O coletivo presidido pela juíza Carla Menezes considerou que “nenhuma prova produzida concluir que os acontecimentos [relacionados com o desaparecimento da criança] sucederam na forma como veio descrita na acusação”.
“Inexistindo prova cabal” do envolvimento da mãe do menino no desaparecimento do filho, “o tribunal não tem outra alternativa” e decidiu “lançando mão do princípio jurídico do ‘in dúbio pró reo’, absolver” a arguida, disse a juíza.
Lídia Freitas foi acusada pelo Ministério Público dos crimes de rapto e tráfico de pessoas, remontando os factos a 19 de janeiro de 2014, dia em que filho, o Daniel, então com 17 meses, foi dado como desaparecido no decorrer de um almoço em casa de familiares da mãe.
A criança apareceu três dias depois, a cerca de 1.100 metros da mesma casa dos familiares, por levadeiros (profissionais que tratam da manutenção dos cursos de água nas serras da ilha), na Levada do Nova, no meio de plantas secas.
Tinha a roupa molhada, sinais de hipotermia, as mãos com sinais de exposição ao frio e os pés enrugados devido à humidade.
A mãe foi detida a 23 de junho de 2014, ficou sujeita a termo de identidade e residência.
O julgamento teve início a 12 de janeiro, tendo a arguida recusado prestar declarações em tribunal, facto que levou a juíza a sublinhar que “não podem ser valoradas as que prestou anteriormente” apenas perante a polícia criminal.
O coletivo decidiu que não ficou provado em audiência que a mãe do menino tenha “engendrado um plano para vender o filho”, que tenha, “para esse efeito, encetado diligências para o concretizar”, nem que tenha efetuado contactos para encontrar interessados ou “arranjado comprador”.
Os juízes também tiveram em conta que “ninguém viu o que aconteceu” naquela altura e que os testemunhos sobre “a reação desapaixonada” da arguida perante o desaparecimento da criança “não pode ser tido como culpa”.
O coletivo também acrescentou que o depoimento prestado pelo pai do menino “é suscetível de várias interpretações”, não podendo ser tido como “um testemunho isento”.
Perante o tribunal, o pai do menino (atualmente em prisão preventiva ao abrigo de outro processo, no qual é suspeito do crime de violação de menor) corroborou ser “estranha a calma” da companheira na altura do desaparecimento da criança.
No depoimento por videoconferência, o pai do menino, Carlos Abreu Sousa, disse que Lídia Freitas ficou “um pouco desapontada” quando receberam o telefonema a informar que a criança tinha sido encontrada e afirmou: “É mentira, não pode ser” e admitiu ter suspeitado do envolvimento da ex-companheira, porque, entre outros aspetos, esta também se recusou a integrar o grupo que organizou as buscas.

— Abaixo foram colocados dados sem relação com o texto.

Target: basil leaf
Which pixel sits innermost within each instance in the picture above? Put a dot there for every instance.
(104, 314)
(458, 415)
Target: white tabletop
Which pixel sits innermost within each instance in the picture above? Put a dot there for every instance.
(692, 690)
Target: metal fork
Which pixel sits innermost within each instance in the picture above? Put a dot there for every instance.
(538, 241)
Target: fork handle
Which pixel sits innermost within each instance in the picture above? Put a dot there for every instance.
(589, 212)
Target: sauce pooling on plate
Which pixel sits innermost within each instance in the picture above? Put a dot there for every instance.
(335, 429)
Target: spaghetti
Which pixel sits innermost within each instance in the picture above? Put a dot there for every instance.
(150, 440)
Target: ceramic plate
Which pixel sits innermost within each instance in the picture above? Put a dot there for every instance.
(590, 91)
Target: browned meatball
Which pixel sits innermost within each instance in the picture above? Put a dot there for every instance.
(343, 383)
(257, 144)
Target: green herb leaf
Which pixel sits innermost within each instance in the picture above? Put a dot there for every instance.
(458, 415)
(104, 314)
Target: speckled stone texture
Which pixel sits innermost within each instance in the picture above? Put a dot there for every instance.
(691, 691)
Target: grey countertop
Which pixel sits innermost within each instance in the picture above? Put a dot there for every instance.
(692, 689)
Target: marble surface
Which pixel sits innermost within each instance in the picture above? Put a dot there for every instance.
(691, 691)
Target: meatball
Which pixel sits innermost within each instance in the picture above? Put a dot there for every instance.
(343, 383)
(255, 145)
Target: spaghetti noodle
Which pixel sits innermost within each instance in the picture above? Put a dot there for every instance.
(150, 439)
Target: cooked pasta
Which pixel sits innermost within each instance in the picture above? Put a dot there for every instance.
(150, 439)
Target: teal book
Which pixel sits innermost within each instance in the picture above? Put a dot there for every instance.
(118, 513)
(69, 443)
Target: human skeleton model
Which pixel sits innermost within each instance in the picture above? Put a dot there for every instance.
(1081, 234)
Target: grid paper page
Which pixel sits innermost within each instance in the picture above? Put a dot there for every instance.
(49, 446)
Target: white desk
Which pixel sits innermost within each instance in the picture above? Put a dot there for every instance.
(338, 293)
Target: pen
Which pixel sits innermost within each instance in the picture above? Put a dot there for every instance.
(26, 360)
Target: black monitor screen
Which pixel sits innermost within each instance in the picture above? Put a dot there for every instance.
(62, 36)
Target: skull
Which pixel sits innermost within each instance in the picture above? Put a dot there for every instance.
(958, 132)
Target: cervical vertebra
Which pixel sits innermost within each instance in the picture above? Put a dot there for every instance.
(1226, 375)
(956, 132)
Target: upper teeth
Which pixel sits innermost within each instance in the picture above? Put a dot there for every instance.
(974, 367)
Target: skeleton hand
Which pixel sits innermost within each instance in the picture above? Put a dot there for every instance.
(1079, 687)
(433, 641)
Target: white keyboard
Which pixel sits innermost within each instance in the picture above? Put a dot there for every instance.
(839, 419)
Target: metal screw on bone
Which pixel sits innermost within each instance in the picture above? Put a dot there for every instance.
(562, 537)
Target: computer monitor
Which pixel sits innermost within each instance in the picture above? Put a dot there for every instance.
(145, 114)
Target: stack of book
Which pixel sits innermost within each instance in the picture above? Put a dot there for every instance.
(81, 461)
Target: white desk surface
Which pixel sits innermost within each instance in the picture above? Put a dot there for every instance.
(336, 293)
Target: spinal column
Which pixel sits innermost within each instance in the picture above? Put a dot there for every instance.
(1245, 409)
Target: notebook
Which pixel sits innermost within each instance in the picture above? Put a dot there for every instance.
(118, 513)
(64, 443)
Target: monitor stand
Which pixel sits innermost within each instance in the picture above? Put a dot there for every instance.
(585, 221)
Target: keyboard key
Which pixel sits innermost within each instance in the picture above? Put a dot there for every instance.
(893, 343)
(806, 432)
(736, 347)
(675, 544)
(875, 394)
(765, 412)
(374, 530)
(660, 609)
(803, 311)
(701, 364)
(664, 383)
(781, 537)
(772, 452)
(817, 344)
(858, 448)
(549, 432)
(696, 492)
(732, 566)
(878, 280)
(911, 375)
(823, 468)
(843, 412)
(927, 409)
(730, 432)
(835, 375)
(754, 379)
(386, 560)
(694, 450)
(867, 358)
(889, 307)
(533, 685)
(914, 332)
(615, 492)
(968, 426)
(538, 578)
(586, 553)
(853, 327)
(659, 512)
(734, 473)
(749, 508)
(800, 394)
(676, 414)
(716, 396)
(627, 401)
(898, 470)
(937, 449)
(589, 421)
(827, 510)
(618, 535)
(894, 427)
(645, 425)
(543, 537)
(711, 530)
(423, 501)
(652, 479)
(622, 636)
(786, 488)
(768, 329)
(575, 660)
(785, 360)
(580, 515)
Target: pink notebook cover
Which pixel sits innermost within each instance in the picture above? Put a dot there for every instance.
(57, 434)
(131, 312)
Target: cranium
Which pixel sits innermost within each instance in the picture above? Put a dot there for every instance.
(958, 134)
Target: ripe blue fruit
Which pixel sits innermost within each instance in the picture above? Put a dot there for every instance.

Carla Menezes ainda argumentou que não estavam preenchidos todos os elementos dos crimes de rapto e tráfico de pessoas de que a arguida vinha acusada, pelo que “a acusação nunca poderia proceder”.
No final da audiência, o advogado de defesa de Lídia Freitas, Gilberto Gonçalves, declarou aos jornalistas que esta foi uma decisão “expectável”, porque “a prova que está junto aos autos não é conclusiva que tenha acontecido aquilo de que vinha acusada”.
“Acho que sim: foi feita justiça”, opinou, adiantando que o objetivo da sua cliente é recuperar a guarda dos filhos, “um processo que está a decorrer”.
Gilberto Gonçalves recordou que a última das crianças, da atual relação, lhe foi retirada quatro dias após o nascimento, estando numa instituição que dista cerca de 60 quilómetros da residência da mãe, no concelho da Calheta.
Sustentou que “os pobres também têm direito a ter famílias” e que as instituições devem funcionar e ser acionadas para que Lídia Freitas passe a ter condições e possa “recuperar de todo este processo”, pois vive em condições precárias e não conseguiu encontrar trabalho.